Global movement

San Francisco International Arts Festival: dance highlights

Studio Rue Dance artistic director Byb Chanel Bibene performs his solo, Clinic

Albert Einstein said that "dancers are the athletes of God." He didn't say which god he had in mind, nor has the quote made all that much sense. What's so hot about being in sports? Martha Graham tried to explain it by saying dancers achieved that exalted status through the practice and discipline of their daily work. But couldn't that be said for any artist? Still, looking at the lineup of dancers at this year's San Francisco International Arts Festival makes me think Einstein had a point after all.

Dancers are a breed not quite of this world. They certainly are among the most unpractical people roaming this wobbly universe. What they make doesn't last. It can't be bought, pawned, hung on the wall, or reproduced to bring in royalties. Their careers are short. Except for the very few, they can't support themselves with their work, and every time they practice their craft they risk one limb or another. Fortunately for the rest of us, they know what they are in for, and they learn to live on air and love. What dancers also appreciate is a good floor — no splinters, not too slippery, not too sticky. And, yes please, some decent lights.

That — and the till — is what the San Francisco International Arts Festival can offer its dancers, who come from as far away as Brazzaville, the Republic of Congo; Vevey, Switzerland; and Berlin. They also come from Boston, Brooklyn, and the Bay Area. Additionally, the festival, now in its seventh year and still a shoestring operation, assists with the intricacies of individual fundraising — and acquiring visas — but the responsibility for production costs and traveling remains up to the invited artists. This is not the way it's supposed to work. Whoever said that the biggest supporters of the arts are the artists hit it closer than Einstein did.

But in these parlous times, we take what we can get. The offerings this year certainly look intriguing. What's not to like in these double bills and single program evenings?

Dana Lawton Dances with Studio Rue Dance For Who is She?, Lawton and three colleagues choreograph famous women on each other; Lawton will be Marilyn Monroe, by Jia Wu — who had previously never heard of the blond bombshell. Perception also shaped Studio Rue Dance's Byb Chanel Bibene's solo, Clinic. On leaving the Congo, he had to learn the hard way that whatever he did, he was first seen as "black" and only then as a "man."
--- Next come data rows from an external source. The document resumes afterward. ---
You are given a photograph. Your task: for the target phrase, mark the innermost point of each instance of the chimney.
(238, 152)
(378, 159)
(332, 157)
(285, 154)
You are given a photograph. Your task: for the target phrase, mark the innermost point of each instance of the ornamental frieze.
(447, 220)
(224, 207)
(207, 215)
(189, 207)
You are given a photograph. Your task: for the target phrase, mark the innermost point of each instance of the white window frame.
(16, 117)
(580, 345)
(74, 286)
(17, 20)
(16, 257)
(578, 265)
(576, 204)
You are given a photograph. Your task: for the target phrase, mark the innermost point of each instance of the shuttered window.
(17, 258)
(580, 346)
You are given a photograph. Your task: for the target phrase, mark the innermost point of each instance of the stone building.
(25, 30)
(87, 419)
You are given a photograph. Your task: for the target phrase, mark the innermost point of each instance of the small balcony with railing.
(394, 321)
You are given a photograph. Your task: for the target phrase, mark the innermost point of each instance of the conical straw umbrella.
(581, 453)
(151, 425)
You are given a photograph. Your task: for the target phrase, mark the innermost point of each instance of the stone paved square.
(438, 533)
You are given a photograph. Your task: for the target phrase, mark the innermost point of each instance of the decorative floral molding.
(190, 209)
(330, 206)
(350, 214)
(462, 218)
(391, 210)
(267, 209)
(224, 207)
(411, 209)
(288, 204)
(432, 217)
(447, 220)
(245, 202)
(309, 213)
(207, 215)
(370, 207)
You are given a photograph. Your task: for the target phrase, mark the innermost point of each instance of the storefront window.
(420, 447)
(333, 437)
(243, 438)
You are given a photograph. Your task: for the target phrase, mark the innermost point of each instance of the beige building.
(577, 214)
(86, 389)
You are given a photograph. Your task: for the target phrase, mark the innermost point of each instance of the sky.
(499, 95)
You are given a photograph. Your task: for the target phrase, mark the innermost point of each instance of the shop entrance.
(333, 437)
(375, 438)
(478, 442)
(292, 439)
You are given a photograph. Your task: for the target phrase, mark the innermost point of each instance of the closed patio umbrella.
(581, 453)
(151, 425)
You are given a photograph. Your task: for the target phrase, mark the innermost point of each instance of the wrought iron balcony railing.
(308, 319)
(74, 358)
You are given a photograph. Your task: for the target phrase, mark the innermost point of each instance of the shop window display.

Christian Burns and Anthony Discenza with Company Prototype Status Rarely do visuals and dance support each other as effectively as in the Burns/Discenza Beneath Your Sheltering Hand which looks at how the media messes with our psyche. The Swiss Company Prototype's Marvin — watch an android come to life — will also be performed (with two other solos) on their own individual program.

Erica Essner Performance Co-op with Gretchen Garnett and Dancers Ten years ago the Erica Essner Performance Co-op moved to New York. Now they are back because Essner wants us to see "her astounding dancers" in two recent pieces. Last year Gretchen Garnett and Dancers performed as part of SFIAF's Mash — wild, wooly, and worthwhile — Union Square series. This year they have an indoor spot.

Single slots are taken by Amy Seiwert/im'ijre and motion sensor wizard Frieder Weiss' world premiere, White Noise, a collaboration Seiwert loved because it pushed her outside her comfort zone. Boston's Collage will bring East European music and dance. The Bay Area's The Foundry isn't asking you to come to see its Please Love Me in a theater. They'll come to you, perhaps in a bar, park, or parking lot.